Chloé, jeune habitante de Port-de-Bouc, commune limitrophe de Martigues, partage cette amertume. "Comment les gens finissent par voter pour le Rassemblement national ? Cela fait des années que Martigues et Port-de-Bouc sont des villes de gauche. C'est une tournure extrême que les gens prennent", s'alarme-t-elle, les yeux écarquillés.
Un vote par désespoir , "c'est la faute au gouvernement"
"J'ai eu ce déclic car je me suis senti manipulé". À 60 ans, Tony a l'impression d'avoir été abandonné par le gouvernement. Ce chef de chantier en préretraite a été victime d'un infarctus il y a quelques années, l'empêchant de travailler. "Qu'est-ce que les autres gouvernements ont fait pour nous ? On se sent délaissé", confie le soixantenaire. Aujourd'hui, Tony se dit "prêt à donner une chance au RN".

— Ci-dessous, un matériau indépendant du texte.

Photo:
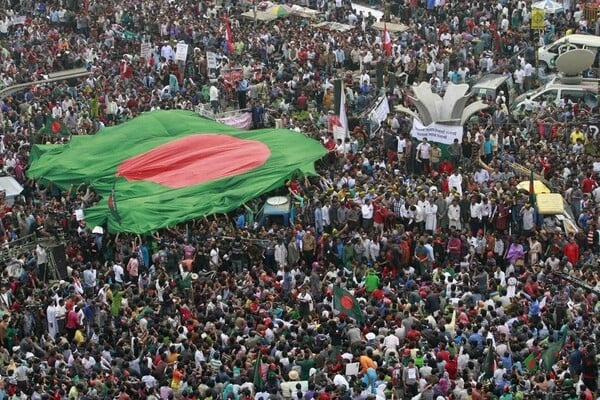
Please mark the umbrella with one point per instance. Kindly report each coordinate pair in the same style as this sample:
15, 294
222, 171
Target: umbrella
549, 6
279, 11
538, 187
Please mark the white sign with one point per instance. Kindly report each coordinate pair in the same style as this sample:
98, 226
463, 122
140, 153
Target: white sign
146, 50
20, 20
211, 60
240, 121
381, 110
352, 369
437, 132
181, 52
79, 215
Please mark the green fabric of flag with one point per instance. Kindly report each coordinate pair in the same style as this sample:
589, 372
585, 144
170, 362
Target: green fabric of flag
489, 364
530, 362
115, 305
531, 189
344, 302
54, 127
167, 167
550, 355
257, 380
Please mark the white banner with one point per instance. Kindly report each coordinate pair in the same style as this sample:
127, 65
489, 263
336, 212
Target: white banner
181, 52
146, 50
381, 110
20, 20
437, 132
211, 60
240, 121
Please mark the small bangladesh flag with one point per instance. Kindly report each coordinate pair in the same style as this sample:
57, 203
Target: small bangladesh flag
112, 205
530, 362
257, 380
169, 167
489, 363
344, 302
54, 127
551, 354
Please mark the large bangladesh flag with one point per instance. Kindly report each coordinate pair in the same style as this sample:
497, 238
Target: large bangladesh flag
344, 302
167, 167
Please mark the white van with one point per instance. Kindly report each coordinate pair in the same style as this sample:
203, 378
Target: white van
558, 91
547, 54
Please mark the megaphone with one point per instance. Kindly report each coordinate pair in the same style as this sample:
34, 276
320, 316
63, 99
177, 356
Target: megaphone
590, 100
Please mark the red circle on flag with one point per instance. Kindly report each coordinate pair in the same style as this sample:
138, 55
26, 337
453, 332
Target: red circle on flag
55, 126
346, 302
195, 159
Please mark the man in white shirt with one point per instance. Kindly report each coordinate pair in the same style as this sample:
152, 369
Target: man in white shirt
367, 214
454, 215
481, 177
455, 182
118, 271
424, 155
476, 217
213, 95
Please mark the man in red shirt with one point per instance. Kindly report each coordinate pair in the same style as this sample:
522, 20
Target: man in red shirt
571, 251
588, 184
302, 101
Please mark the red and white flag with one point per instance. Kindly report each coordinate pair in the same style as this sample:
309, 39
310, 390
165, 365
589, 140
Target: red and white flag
228, 37
387, 41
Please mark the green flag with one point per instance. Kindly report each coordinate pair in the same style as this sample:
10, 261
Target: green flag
489, 364
550, 355
257, 380
531, 189
530, 362
54, 127
115, 305
344, 302
168, 167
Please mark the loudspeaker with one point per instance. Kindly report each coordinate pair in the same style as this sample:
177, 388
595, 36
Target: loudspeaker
379, 74
59, 255
337, 95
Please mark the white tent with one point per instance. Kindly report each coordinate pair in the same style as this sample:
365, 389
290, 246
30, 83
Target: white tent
549, 6
11, 189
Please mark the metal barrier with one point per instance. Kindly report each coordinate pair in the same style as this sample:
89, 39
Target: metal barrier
204, 110
18, 246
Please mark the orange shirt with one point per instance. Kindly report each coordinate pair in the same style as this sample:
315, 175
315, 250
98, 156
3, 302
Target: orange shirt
177, 377
365, 363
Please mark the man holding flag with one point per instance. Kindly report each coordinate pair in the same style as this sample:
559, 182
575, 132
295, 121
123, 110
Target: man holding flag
387, 41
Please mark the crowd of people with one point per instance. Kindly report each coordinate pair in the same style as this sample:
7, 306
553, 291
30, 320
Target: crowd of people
465, 292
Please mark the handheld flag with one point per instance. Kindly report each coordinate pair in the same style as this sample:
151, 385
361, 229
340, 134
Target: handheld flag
54, 127
257, 380
340, 124
550, 355
228, 37
530, 362
489, 364
112, 205
531, 189
344, 302
387, 41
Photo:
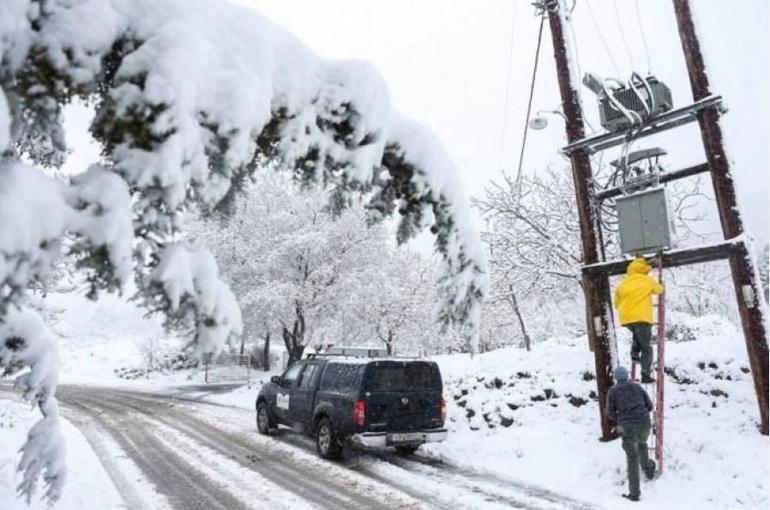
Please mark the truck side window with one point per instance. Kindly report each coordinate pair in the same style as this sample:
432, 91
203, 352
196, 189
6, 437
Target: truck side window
290, 377
307, 376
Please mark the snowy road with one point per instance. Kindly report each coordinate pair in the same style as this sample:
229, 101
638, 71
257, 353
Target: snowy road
197, 455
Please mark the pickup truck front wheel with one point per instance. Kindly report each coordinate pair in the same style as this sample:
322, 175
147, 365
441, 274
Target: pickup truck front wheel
264, 424
406, 449
325, 440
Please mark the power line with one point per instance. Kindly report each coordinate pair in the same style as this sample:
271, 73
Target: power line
623, 36
602, 39
531, 94
644, 39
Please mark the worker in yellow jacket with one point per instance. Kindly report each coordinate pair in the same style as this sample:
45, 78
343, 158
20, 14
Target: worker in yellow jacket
633, 300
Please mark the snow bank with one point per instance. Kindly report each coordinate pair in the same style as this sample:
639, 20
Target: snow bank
191, 284
534, 417
26, 343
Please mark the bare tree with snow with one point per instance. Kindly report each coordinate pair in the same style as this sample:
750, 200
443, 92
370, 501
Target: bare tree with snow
184, 117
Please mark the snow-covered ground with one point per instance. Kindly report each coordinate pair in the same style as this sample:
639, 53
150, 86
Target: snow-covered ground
531, 416
88, 485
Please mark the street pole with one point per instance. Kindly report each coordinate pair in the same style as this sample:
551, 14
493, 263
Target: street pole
595, 287
748, 292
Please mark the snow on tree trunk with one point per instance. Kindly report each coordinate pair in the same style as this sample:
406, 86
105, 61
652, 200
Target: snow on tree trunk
26, 343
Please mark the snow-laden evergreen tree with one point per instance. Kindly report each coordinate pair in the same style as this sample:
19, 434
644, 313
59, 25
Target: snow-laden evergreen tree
764, 271
312, 276
190, 98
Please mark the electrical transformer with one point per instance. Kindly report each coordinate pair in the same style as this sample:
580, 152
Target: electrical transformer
613, 120
643, 222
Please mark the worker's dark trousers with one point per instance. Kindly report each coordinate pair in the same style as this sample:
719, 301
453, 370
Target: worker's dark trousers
635, 446
641, 348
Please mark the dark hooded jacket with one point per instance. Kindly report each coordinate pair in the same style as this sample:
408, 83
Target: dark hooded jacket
628, 403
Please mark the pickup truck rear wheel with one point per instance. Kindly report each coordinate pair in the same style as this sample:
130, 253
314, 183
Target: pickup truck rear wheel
264, 424
407, 449
325, 440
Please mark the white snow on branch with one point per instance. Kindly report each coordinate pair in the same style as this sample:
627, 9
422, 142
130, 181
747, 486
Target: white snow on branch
191, 283
103, 204
26, 343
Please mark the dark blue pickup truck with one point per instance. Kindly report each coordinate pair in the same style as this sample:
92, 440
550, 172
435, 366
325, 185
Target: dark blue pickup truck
371, 402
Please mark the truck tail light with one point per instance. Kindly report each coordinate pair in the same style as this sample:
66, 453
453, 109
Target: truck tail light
359, 413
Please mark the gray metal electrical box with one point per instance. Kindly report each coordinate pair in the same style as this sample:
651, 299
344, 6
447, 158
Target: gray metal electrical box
613, 120
643, 222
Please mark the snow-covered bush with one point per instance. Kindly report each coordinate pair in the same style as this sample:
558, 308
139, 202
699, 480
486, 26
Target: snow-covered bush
310, 275
26, 343
190, 98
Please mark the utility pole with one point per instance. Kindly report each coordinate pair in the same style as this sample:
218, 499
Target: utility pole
595, 287
748, 292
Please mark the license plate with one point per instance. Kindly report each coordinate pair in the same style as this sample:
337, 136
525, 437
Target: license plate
405, 436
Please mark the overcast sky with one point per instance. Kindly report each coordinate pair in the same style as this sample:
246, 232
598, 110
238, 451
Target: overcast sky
448, 64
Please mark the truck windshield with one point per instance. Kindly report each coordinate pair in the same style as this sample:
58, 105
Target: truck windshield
403, 377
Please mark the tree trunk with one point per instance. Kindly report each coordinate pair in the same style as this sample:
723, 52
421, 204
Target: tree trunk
294, 339
266, 353
517, 311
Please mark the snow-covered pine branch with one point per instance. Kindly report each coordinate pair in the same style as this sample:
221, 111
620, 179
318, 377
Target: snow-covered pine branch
191, 96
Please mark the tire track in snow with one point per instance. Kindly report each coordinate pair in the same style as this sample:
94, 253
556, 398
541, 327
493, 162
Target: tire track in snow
181, 483
439, 484
314, 486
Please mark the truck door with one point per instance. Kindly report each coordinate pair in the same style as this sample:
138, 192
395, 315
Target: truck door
302, 397
284, 393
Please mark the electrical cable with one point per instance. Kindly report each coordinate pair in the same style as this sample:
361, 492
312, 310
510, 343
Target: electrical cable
644, 39
531, 95
602, 39
623, 35
506, 102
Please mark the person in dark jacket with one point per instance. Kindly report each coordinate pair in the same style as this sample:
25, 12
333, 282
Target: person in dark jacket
628, 407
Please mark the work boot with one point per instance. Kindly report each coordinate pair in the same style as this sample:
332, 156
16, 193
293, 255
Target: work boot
649, 471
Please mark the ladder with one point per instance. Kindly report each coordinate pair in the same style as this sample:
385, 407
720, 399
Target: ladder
658, 394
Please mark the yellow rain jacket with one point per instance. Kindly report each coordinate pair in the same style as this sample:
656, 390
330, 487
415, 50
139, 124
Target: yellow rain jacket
633, 296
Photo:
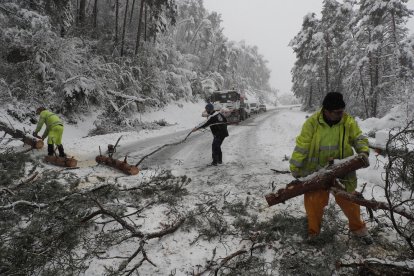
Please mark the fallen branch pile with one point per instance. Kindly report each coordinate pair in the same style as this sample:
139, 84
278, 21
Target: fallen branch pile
326, 180
18, 134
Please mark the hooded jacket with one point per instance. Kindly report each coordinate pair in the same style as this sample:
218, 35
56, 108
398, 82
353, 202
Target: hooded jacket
318, 143
218, 125
48, 118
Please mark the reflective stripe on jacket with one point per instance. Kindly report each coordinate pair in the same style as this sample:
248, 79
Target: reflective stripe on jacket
48, 118
318, 143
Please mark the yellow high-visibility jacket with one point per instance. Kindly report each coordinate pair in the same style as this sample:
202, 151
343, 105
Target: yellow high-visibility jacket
48, 118
318, 143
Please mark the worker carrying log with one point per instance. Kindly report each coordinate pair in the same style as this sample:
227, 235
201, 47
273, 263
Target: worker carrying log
54, 130
330, 134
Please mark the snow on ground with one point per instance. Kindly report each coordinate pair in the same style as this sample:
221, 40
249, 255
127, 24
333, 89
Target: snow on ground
254, 147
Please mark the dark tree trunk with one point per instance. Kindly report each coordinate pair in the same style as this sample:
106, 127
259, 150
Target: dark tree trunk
132, 12
124, 28
327, 64
116, 21
82, 12
145, 22
95, 15
139, 26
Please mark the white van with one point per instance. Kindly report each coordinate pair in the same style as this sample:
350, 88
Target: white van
247, 108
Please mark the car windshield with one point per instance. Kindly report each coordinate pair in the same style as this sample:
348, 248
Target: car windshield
224, 97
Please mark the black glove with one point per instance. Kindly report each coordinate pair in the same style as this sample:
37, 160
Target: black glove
296, 174
364, 157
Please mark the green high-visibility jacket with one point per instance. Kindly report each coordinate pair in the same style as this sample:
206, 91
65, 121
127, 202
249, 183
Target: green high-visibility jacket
318, 143
48, 118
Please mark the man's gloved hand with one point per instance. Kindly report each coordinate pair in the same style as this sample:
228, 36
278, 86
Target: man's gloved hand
296, 174
364, 157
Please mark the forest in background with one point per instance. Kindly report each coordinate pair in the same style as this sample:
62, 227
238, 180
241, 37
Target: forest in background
359, 48
119, 56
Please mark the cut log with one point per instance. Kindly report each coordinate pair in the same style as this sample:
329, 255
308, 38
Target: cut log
322, 180
61, 161
120, 165
33, 142
27, 139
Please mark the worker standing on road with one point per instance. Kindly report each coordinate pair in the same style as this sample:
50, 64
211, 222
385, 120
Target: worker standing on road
218, 126
54, 130
329, 134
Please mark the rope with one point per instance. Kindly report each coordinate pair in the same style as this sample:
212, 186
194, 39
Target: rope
177, 143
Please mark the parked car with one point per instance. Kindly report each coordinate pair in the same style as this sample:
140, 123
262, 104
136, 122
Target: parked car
254, 108
247, 108
262, 108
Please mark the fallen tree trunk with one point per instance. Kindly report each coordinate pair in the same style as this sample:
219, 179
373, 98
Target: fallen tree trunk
120, 165
321, 180
27, 139
61, 161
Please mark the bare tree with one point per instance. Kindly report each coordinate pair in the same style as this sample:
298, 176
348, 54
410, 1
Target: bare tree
124, 28
139, 26
95, 15
82, 12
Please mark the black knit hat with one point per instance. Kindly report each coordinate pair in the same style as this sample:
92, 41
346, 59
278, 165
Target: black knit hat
333, 101
209, 107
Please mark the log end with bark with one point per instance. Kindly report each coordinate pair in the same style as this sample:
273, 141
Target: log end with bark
33, 142
69, 162
117, 164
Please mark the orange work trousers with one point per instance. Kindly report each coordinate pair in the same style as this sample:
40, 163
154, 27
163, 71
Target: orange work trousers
316, 201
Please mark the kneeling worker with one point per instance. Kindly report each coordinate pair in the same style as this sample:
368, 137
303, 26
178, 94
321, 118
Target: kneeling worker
54, 130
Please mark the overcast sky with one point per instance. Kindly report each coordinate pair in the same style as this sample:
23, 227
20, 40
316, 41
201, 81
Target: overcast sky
270, 25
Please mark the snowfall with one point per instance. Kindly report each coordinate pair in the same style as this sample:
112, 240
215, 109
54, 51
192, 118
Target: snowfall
254, 152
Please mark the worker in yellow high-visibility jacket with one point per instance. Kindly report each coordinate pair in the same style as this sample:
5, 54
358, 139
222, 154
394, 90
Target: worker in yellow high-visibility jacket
54, 130
329, 134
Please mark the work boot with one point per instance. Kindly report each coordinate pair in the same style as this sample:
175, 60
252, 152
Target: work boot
50, 149
220, 158
61, 151
312, 239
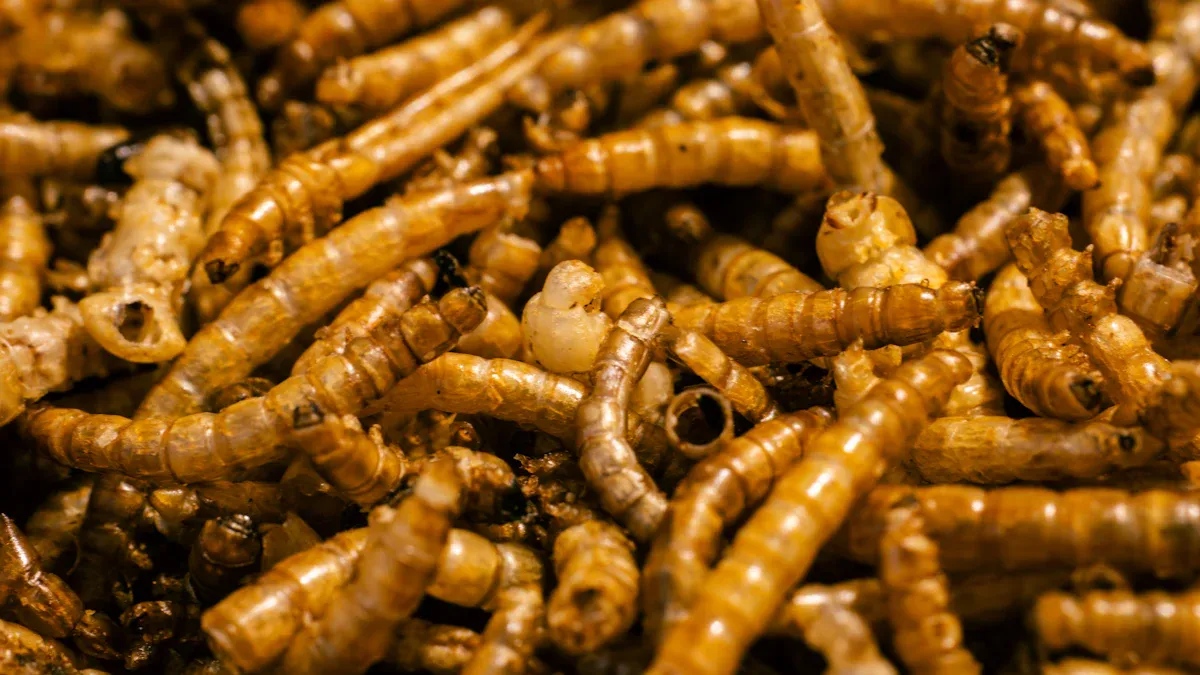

Gisèle vote également pour le parti de Jordan Bardella par désespoir. "Macron a fait beaucoup de mal aux gens. C'est malheureusement la faute du gouvernement si l'extrême droite monte", estime-elle. "Moi, jamais, je ne voterai pour le RN", lance Séverine, passante croisée sur la place Mirabeau. "Certes, il y a du laisser aller, mais on ne peut pas fermer les yeux sur les problèmes que présente leur programme", développe-t-elle.
À Port-de-Bouc, même constat. Le Rassemblement national arrive en tête des suffrages avec un taux de 39,68%, contre 29,96% en 2019.
Florence, aide-soignante de 55 ans, ne se sent pas écoutée. Elle aussi, assume de voter pour le RN "complètement par désespoir". La Port-de-Boucaine ne comprend pas pourquoi ce parti serait plus mauvais qu'un autre. Son avis sur l'opposition du RN à la condamnation de l'interdiction de l'IVG en Pologne et sur la création de formations contre le harcèlement sexuel au sein des institutions de l’Union européenne ? "Je n'étais pas au courant", répond l'aide-soignante.
Quentin, jeune Port-de-Boucain de 25 ans, n'a pas voté aux élections européennes. "Je ne me reconnais dans aucun des candidats présentés. Cela fait des années qu'on vote et que rien ne change", regrette-t-il. "Il faut que les gens qui votent RN se renseignent mieux sur les vraies intentions de ce parti, sur les vrais chiffres. L'immigration illégale ne représente que 10% de toute l'immigration en Europe", poursuit Quentin.
Sur un peu moins de 13 000 personnes inscrites, l'abstentionnisme s'élève à 52,73% à Port-de-Bouc, soit un peu plus d'une personne sur deux.